Tuesday, July 1, 2008

Data Mashup Defined

mashup (māsh'ŭp') noun.
  1. an audio recording that is a composite of samples from other recordings, usually from different musical styles: Danger Mouse created the Grey Album, which is a mashup of The Beatles' White Album and Jay-Z's Black Album.
  2. the creation of a new work from two sources that were not initially designed to be combined
Apply this idea to the internet and you get things like Google Maps with Subway lines.

Apply this idea to data and you have an alternative to data warehousing.



Some have tried to define data mashup as data federation that makes use of web services, screen scraping, and even Yahoo! Pipes. This is all well and good, but doesn't really live up to the spirit of mashup because of the dependence on IT skills. After all, you wouldn't label ETL as "data mashup". I think that the key component that is missing is user involvement.

From a Business Intelligence perspective, users have had ad hoc query abilities, to some degree, for years. Imagine for a moment, a business user pulling together data from a sales system, a marketing database, and a local spreadsheet, creating a dataset that will help guide future decisions.

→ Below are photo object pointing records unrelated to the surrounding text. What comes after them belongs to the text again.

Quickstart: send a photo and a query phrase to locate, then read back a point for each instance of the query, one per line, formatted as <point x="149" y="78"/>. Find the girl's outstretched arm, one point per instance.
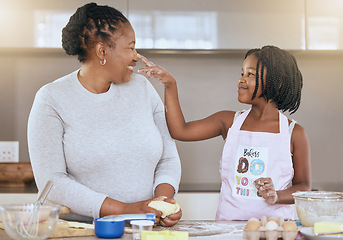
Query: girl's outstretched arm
<point x="212" y="126"/>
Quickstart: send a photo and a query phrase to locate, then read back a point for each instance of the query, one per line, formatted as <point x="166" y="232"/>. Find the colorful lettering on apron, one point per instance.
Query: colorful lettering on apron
<point x="251" y="163"/>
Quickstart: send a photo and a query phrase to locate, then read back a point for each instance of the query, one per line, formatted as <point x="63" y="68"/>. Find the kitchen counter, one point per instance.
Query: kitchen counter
<point x="198" y="229"/>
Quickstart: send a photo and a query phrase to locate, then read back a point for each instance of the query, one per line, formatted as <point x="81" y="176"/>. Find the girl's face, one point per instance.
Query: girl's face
<point x="122" y="57"/>
<point x="247" y="81"/>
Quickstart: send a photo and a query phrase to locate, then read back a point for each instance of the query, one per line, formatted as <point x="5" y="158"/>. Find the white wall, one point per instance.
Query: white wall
<point x="207" y="83"/>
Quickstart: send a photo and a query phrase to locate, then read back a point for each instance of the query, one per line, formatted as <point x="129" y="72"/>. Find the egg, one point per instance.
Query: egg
<point x="253" y="225"/>
<point x="273" y="219"/>
<point x="253" y="219"/>
<point x="289" y="226"/>
<point x="271" y="225"/>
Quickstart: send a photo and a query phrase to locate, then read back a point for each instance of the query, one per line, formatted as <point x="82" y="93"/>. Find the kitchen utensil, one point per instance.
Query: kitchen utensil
<point x="318" y="206"/>
<point x="309" y="234"/>
<point x="113" y="226"/>
<point x="138" y="226"/>
<point x="28" y="226"/>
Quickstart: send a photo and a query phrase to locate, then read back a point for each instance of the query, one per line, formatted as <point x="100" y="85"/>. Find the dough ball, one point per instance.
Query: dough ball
<point x="273" y="219"/>
<point x="271" y="225"/>
<point x="253" y="225"/>
<point x="165" y="207"/>
<point x="289" y="226"/>
<point x="253" y="219"/>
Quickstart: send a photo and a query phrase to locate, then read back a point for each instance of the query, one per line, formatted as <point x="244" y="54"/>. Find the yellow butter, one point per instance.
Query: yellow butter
<point x="165" y="235"/>
<point x="320" y="227"/>
<point x="165" y="207"/>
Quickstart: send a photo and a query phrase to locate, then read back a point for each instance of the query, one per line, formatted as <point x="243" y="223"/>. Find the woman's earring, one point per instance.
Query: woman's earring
<point x="103" y="62"/>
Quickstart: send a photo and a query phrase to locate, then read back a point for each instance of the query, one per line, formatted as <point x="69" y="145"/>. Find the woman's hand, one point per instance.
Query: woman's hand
<point x="114" y="207"/>
<point x="171" y="219"/>
<point x="265" y="188"/>
<point x="156" y="71"/>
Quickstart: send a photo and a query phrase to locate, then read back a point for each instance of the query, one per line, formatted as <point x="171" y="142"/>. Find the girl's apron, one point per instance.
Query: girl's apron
<point x="246" y="157"/>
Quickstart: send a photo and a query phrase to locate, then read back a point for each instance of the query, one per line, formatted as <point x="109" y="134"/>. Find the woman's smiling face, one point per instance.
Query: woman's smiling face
<point x="122" y="57"/>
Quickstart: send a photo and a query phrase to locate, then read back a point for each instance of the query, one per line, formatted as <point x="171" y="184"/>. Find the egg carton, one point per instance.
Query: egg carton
<point x="270" y="229"/>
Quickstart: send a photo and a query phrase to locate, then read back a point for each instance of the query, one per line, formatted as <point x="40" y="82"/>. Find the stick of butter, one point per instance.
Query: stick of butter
<point x="165" y="235"/>
<point x="321" y="227"/>
<point x="165" y="207"/>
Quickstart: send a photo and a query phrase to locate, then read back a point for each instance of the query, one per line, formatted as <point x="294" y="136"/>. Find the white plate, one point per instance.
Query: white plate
<point x="308" y="233"/>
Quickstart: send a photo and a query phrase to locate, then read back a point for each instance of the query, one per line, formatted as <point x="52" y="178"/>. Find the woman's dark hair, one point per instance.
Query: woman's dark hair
<point x="87" y="25"/>
<point x="283" y="79"/>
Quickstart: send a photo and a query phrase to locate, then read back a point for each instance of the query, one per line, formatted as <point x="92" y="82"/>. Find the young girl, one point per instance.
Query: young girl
<point x="266" y="156"/>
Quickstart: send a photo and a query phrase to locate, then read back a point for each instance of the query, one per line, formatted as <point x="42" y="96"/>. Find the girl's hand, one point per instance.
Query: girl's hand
<point x="156" y="71"/>
<point x="265" y="188"/>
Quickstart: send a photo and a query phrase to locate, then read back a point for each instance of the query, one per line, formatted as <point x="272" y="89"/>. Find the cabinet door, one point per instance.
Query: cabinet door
<point x="218" y="24"/>
<point x="39" y="23"/>
<point x="324" y="24"/>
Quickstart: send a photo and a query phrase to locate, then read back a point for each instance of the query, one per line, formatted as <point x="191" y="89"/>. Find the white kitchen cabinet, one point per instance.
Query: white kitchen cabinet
<point x="39" y="23"/>
<point x="218" y="24"/>
<point x="324" y="24"/>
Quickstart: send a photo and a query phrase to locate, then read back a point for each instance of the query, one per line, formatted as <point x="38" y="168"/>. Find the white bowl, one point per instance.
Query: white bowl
<point x="29" y="221"/>
<point x="318" y="206"/>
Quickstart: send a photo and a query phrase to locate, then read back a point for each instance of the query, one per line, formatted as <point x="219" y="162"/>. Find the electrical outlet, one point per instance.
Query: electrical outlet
<point x="9" y="151"/>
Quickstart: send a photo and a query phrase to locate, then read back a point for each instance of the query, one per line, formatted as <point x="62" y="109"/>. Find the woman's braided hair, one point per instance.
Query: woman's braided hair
<point x="87" y="25"/>
<point x="283" y="79"/>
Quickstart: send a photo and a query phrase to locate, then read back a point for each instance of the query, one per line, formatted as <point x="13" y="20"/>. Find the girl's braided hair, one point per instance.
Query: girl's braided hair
<point x="87" y="25"/>
<point x="283" y="79"/>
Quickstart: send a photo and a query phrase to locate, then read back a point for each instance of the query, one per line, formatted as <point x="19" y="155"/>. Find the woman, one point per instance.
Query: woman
<point x="99" y="133"/>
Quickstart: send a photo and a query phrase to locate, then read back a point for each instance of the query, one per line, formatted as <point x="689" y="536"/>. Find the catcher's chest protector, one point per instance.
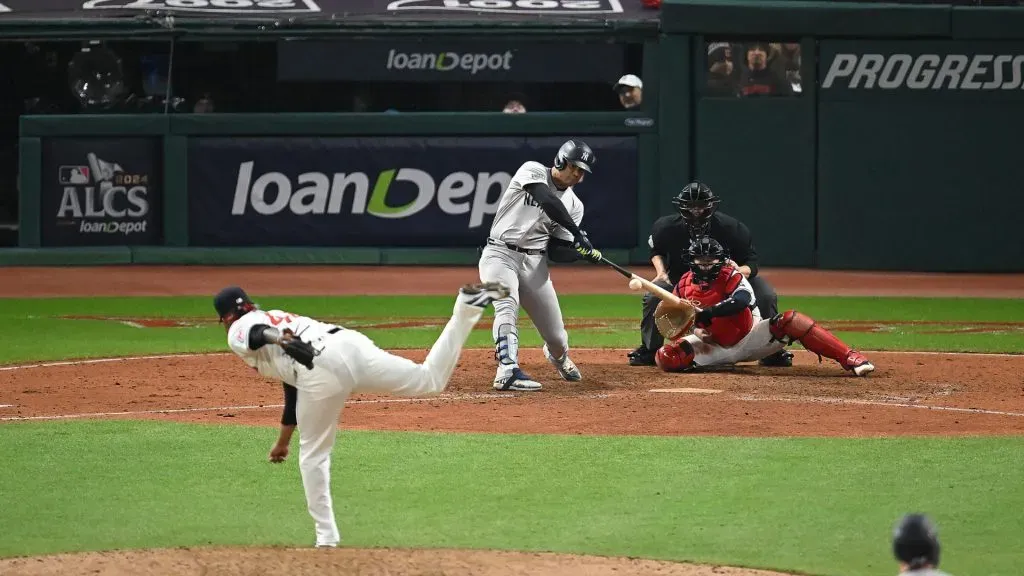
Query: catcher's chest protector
<point x="707" y="296"/>
<point x="725" y="330"/>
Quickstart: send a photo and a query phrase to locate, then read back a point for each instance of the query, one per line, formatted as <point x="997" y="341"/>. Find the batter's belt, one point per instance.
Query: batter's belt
<point x="510" y="246"/>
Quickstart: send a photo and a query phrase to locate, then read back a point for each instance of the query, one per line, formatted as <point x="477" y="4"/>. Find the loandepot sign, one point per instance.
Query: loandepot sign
<point x="317" y="193"/>
<point x="926" y="72"/>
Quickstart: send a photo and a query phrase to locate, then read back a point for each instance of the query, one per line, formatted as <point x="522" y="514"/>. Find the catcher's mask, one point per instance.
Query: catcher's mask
<point x="696" y="203"/>
<point x="915" y="541"/>
<point x="707" y="258"/>
<point x="231" y="303"/>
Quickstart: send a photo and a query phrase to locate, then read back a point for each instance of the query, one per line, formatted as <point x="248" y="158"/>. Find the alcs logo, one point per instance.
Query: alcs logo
<point x="513" y="6"/>
<point x="316" y="193"/>
<point x="207" y="5"/>
<point x="103" y="190"/>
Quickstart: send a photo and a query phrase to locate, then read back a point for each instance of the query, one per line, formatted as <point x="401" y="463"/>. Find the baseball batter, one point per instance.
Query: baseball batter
<point x="729" y="328"/>
<point x="538" y="217"/>
<point x="322" y="365"/>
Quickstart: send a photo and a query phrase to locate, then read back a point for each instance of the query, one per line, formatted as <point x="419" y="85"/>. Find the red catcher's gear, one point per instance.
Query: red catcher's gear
<point x="725" y="330"/>
<point x="674" y="357"/>
<point x="799" y="327"/>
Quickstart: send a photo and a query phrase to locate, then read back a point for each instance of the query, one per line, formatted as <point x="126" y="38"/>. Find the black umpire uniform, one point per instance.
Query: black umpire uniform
<point x="670" y="240"/>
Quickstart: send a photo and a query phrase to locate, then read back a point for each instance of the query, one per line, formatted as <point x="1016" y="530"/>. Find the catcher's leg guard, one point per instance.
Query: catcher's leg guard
<point x="800" y="328"/>
<point x="675" y="357"/>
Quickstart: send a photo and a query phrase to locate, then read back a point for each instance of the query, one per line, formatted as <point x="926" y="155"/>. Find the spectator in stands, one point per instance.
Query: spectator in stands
<point x="758" y="78"/>
<point x="630" y="90"/>
<point x="721" y="72"/>
<point x="787" y="64"/>
<point x="204" y="105"/>
<point x="514" y="107"/>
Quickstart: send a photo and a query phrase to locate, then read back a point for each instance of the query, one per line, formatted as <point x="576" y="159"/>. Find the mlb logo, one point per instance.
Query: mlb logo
<point x="74" y="174"/>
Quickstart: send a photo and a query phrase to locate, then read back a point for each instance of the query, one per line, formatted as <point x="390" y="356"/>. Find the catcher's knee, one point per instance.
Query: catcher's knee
<point x="675" y="357"/>
<point x="790" y="324"/>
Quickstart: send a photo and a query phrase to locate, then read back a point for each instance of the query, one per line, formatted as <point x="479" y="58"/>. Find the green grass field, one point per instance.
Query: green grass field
<point x="817" y="506"/>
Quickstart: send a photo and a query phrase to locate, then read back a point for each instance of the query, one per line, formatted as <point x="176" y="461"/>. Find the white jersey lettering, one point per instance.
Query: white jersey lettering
<point x="521" y="221"/>
<point x="270" y="360"/>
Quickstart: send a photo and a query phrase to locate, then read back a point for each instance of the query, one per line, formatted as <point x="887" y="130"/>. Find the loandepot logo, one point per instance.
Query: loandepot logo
<point x="446" y="62"/>
<point x="926" y="72"/>
<point x="213" y="6"/>
<point x="512" y="6"/>
<point x="316" y="193"/>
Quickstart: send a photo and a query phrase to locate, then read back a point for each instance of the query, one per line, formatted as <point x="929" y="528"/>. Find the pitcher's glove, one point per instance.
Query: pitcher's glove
<point x="302" y="352"/>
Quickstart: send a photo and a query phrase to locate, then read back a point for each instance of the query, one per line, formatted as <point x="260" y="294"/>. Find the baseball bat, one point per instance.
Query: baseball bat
<point x="662" y="293"/>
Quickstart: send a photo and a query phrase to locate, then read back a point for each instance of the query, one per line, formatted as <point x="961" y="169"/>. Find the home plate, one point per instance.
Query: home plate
<point x="687" y="391"/>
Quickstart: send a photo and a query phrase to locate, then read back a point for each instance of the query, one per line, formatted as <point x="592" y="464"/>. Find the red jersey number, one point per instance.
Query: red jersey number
<point x="276" y="320"/>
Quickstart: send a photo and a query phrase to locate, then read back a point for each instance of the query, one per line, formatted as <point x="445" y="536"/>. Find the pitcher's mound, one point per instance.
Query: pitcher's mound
<point x="373" y="562"/>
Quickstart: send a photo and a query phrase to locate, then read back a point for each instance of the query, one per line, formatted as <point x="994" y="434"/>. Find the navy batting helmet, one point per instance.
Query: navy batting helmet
<point x="231" y="302"/>
<point x="576" y="153"/>
<point x="915" y="541"/>
<point x="696" y="203"/>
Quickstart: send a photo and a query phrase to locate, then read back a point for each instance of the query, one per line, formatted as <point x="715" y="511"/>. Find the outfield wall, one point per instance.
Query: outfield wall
<point x="897" y="154"/>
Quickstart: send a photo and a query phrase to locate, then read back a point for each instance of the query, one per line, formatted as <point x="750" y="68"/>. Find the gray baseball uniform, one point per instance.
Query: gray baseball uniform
<point x="514" y="255"/>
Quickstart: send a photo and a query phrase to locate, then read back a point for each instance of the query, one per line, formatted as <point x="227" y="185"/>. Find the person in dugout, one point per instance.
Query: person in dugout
<point x="669" y="241"/>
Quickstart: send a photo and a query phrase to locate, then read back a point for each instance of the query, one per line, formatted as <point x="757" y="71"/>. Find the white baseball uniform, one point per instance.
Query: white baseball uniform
<point x="348" y="362"/>
<point x="514" y="255"/>
<point x="755" y="345"/>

This is certainly possible if IT populated a data warehouse with all this information, or if IT built the federation infrastructure to present all this data as a virtual warehouse. Either way, it is a static definition that IT needs to build and maintain. Changes of a permanent nature are passed down from users to developers, and changes of a temporary/hypothetical nature are left unaddressable.

Enter what I call true Data Mashup. The user-defined variety that takes ad hoc query to the next level. It gives users the lego bricks, and lets them build a car, house, or Taj Mahal.

The IT staff will always be responsible for defining the lego bricks, but end users can play with the data in ways that are unanticipated. They can combine datasets that were not initially designed to be combined.